Well, I just couldn’t help myself. After my Über-GedankenTM experimental ramblings last week on some scientific caveats to time travel, I got to thinking–er–OverThinkingTM how the scientific process itself would play out after such a monumental discovery. After all, while most people–even scientists themselves–see science as the abstract pursuit of truth, the elucidation of the workings of the universe, in reality it’s also a business.
Some thoughts and an original webcomic, after the jump…
While I’ve been a so-called “professional scientist” for a few years now (at least, that’s what I call myself to make “terminal grad student” sound more palatable), my recent return to Back to the Future marks the first time I’ve seen this film since being so-employed. And, despite the soul-hollowing pleas uttered by whatever vestigial bits of my youth are still hanging around in my head*, I found that my adult response to Act 1 of BTTF1 was so dramatically different from my reaction as a youth that I was stymied. Is this the hindsight of wisdom? The professional corruption of my soul? Maybe a little of column-A, a little of column-B…
Anyway, as a public service –a window in the scientists’ collective hive-mind, if you will–I present below my own rendition of what would immediately follow the first ever demonstration of time-travel. Please enjoy. Or be terrified. Actually, again it’s probably safer to go a little of column-A, a little of column-B:
*-no, I don’t hear voices in my head.**
**-I mean, most of the time, I don’t.
Like it? Hate it? Want a T-shirt of it? Wanna hear me ramble incoherently about the internal politics that biologists resort to when it comes time to list authors’ names on papers? Sound off in the comments!
I myself am not a scientist, but I assisted in a psychology research study that is going to be published, and oh my GOD the drama about the order of the names was rigoddamndiculous. Threats of lawyers and such. What is the most common way for biologists to settle it? Rock-paper-scissors, right? Or do you flip a coin?
Wow, being a “professional scientist” myself, I laughed out loud and salute your humor!
Also, I am going to use my school’s resources and print this comic out on the color printer and hang it on my office door. ‘Cause that’s just what us scientists do.
Was the use of a Watchmen-esque font for “Overthinking It Proudly Presents” intentional?
Wow!
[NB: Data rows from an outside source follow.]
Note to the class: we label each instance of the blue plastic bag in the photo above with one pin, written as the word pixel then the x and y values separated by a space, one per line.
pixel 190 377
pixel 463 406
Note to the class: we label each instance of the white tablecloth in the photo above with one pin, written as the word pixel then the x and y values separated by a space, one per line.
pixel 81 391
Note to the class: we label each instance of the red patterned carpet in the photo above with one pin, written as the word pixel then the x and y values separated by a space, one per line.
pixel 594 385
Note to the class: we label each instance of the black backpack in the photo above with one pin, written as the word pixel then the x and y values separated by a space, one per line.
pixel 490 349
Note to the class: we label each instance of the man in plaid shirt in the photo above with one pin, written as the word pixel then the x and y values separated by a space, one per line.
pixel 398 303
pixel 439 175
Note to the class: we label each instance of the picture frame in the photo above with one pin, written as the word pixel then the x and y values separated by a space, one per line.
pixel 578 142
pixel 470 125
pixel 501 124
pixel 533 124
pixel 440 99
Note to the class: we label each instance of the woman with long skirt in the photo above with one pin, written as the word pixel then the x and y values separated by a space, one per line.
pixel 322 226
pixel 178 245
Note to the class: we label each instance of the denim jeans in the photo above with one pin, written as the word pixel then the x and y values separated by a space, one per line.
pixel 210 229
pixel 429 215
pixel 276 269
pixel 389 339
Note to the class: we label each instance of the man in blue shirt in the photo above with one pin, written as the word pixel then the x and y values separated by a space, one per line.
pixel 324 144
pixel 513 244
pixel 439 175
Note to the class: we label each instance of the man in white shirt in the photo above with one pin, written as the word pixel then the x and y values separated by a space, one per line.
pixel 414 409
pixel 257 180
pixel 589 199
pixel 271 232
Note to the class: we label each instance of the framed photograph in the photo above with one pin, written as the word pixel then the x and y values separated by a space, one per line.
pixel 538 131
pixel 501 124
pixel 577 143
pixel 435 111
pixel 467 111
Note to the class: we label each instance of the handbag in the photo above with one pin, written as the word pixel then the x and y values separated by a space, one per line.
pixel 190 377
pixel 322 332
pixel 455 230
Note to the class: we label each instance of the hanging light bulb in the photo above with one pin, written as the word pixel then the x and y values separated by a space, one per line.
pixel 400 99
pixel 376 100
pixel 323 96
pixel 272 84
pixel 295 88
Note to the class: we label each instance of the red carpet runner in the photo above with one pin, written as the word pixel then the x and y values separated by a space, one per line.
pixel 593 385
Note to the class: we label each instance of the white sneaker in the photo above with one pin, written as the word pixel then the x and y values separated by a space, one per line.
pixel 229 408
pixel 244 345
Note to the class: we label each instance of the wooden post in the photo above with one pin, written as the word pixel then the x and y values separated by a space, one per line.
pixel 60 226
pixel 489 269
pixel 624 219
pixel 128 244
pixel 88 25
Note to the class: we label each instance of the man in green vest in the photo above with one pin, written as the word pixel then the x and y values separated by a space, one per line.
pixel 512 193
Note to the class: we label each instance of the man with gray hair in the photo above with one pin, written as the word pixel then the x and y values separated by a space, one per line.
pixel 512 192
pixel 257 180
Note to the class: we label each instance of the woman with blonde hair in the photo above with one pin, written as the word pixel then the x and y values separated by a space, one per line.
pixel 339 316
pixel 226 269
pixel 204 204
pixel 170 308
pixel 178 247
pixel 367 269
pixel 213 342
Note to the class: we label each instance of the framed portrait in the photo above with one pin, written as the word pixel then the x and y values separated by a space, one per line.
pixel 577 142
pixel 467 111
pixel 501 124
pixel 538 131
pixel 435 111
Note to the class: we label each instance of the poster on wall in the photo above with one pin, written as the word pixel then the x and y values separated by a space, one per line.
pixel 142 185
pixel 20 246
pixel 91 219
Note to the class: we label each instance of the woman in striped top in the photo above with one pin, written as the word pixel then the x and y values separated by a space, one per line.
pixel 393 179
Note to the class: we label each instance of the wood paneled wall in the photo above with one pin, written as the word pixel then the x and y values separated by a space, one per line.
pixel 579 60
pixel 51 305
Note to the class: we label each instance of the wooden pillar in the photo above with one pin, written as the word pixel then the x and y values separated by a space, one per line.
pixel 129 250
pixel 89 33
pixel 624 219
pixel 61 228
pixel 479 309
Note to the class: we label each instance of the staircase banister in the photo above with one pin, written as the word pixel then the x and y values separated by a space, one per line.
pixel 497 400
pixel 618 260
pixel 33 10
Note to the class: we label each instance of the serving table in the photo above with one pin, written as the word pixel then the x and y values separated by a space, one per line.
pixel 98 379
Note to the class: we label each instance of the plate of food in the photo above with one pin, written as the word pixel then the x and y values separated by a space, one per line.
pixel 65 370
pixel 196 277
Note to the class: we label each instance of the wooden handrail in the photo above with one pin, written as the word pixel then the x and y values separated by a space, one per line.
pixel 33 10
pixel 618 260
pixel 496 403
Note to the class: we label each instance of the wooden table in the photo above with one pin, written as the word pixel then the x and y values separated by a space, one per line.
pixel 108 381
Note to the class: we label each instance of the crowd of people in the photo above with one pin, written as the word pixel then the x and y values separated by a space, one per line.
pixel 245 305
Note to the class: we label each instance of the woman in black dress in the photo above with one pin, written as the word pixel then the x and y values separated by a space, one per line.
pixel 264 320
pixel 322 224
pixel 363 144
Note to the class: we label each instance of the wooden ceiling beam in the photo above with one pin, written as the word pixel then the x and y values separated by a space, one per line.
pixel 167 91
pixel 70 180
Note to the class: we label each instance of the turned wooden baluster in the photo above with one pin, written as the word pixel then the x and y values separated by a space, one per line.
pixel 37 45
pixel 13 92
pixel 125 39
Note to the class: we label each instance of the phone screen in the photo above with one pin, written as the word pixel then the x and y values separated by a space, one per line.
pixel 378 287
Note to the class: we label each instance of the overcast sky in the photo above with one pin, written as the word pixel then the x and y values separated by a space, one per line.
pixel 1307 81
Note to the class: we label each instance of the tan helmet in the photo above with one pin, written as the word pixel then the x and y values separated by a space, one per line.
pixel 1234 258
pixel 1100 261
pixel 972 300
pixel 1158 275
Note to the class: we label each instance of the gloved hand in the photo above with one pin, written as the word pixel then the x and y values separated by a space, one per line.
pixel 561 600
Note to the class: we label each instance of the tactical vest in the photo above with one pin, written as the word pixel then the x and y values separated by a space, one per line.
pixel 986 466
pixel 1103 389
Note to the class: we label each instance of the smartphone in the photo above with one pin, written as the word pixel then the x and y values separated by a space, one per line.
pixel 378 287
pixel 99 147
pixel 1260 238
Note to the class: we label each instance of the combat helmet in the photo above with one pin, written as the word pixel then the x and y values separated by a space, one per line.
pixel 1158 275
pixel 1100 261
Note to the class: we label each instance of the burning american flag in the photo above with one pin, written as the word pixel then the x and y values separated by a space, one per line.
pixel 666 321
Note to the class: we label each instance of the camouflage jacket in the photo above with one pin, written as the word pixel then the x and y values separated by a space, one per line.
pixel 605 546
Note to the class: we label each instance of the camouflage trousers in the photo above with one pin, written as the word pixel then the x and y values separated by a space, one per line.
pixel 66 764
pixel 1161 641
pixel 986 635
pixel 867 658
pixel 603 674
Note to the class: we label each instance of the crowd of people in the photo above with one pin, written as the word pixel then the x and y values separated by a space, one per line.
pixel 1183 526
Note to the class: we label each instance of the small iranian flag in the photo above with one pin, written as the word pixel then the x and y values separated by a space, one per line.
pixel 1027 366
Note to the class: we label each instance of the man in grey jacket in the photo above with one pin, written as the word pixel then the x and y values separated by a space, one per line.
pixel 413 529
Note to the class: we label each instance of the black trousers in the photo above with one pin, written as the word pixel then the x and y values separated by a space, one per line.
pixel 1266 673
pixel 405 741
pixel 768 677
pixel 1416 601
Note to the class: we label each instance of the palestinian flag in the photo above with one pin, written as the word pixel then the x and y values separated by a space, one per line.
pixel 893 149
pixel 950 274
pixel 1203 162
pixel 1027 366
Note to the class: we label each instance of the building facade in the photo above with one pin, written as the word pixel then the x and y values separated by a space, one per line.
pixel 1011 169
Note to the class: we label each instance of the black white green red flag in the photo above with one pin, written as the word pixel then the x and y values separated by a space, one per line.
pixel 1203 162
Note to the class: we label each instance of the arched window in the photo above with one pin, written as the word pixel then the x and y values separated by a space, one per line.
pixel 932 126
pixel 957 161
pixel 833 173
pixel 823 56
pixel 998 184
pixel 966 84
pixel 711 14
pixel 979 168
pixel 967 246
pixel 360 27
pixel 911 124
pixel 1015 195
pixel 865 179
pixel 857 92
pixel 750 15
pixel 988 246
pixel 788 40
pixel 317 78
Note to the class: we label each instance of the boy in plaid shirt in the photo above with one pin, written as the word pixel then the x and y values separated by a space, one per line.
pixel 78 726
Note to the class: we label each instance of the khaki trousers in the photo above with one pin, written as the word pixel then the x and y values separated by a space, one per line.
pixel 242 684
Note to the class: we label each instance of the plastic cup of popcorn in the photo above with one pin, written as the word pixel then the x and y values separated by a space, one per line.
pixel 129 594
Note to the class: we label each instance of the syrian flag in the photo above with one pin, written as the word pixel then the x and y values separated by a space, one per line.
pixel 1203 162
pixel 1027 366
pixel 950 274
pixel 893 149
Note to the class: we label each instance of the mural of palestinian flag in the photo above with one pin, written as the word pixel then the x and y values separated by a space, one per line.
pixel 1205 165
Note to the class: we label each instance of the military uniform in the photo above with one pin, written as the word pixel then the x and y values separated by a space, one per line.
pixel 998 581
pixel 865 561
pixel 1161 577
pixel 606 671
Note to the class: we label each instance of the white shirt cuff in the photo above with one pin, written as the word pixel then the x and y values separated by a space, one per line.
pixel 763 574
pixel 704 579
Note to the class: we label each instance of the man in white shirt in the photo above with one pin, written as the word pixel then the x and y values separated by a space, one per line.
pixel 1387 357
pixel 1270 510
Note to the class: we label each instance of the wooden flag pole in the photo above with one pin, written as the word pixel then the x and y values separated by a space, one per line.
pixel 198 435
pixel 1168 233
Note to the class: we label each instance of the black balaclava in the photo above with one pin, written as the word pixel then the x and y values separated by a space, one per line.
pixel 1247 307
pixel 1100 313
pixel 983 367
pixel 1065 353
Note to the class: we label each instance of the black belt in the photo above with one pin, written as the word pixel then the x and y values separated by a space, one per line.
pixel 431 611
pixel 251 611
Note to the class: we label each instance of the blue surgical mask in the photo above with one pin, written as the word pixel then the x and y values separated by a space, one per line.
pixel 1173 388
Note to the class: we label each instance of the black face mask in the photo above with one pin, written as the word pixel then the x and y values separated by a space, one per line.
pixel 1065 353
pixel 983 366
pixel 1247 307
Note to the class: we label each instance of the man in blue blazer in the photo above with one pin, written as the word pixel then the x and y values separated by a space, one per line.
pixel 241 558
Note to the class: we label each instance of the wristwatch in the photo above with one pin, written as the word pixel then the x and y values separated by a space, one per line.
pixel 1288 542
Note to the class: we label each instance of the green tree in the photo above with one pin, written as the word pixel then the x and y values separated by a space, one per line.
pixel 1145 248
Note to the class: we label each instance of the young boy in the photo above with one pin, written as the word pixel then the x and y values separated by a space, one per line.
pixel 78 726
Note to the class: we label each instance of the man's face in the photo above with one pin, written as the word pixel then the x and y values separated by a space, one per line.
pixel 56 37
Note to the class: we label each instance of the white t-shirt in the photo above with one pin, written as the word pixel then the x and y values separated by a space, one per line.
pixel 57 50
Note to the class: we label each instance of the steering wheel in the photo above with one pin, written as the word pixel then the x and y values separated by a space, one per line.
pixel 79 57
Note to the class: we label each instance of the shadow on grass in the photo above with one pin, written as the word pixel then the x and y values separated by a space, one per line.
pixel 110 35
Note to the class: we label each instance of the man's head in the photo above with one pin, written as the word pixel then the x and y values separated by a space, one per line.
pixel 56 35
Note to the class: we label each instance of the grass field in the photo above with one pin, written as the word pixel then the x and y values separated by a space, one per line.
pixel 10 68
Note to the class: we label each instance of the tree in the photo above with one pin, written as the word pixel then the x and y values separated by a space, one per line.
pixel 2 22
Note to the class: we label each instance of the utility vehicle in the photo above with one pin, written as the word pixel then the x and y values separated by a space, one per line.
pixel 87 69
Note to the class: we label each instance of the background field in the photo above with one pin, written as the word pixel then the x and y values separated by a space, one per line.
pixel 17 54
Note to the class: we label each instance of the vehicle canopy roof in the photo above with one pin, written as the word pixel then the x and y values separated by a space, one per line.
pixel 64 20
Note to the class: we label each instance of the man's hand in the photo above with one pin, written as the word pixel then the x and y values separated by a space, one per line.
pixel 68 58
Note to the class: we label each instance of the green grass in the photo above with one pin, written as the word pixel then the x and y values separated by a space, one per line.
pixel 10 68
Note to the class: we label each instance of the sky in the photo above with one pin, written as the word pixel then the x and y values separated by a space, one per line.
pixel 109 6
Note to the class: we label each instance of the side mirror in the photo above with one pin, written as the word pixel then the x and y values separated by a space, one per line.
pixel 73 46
I am not a scientist… I am not even in the scientist industry… er, yeah. But I know what byline order means when it comes to journalists in a newsroom — I have seen grown men get into fist fights over whose name should come first on a story. I can only imagine what that means in the scientist world. I wanna hear it! Hypothesis: Flaming poo bags at the front door of Dr. Biologist.
Unfortunately, a competitor read Doc Brown’s landmark paper and built his own time machine, then collected similar data and submitted to the same journal five years prior.
The upshot is that Doc Brown was scooped and lost his funding, thereby preventing him from performing the experiments in his landmark paper and preventing his competitor from getting the ideas to scoop him; and the whole universe disappeared in a cataclysm of causality.
Here’s a last scrap to throw on the BTTF overthink pile.
End of BTTF3. Doc and Clara show up in the time-traveling locomotive and introduce their sons… Jules and Verne. Aww, touching. A tribute to Doc’s favorite author, Jules Verne, who inspired the whole time-hoppin’ mess we just watched.
Wait a minute. Vern?
Vern Brown?
Who, thanks to the demonstrated capabilities of Doc’s technology, could have “been born” anytime, anywhere, from the POV of people around him? Like, say, in Germany in 1912?
I wonder if growing up with a scientist dad gave VERN BROWN an interest in, I dunno, rocketry.
I’m just sayin’.
@Jim
That is really a brilliant observation. Let me add to it that Doc himself mentions to Marty that his family name was “Von Braun” before it was Anglicized.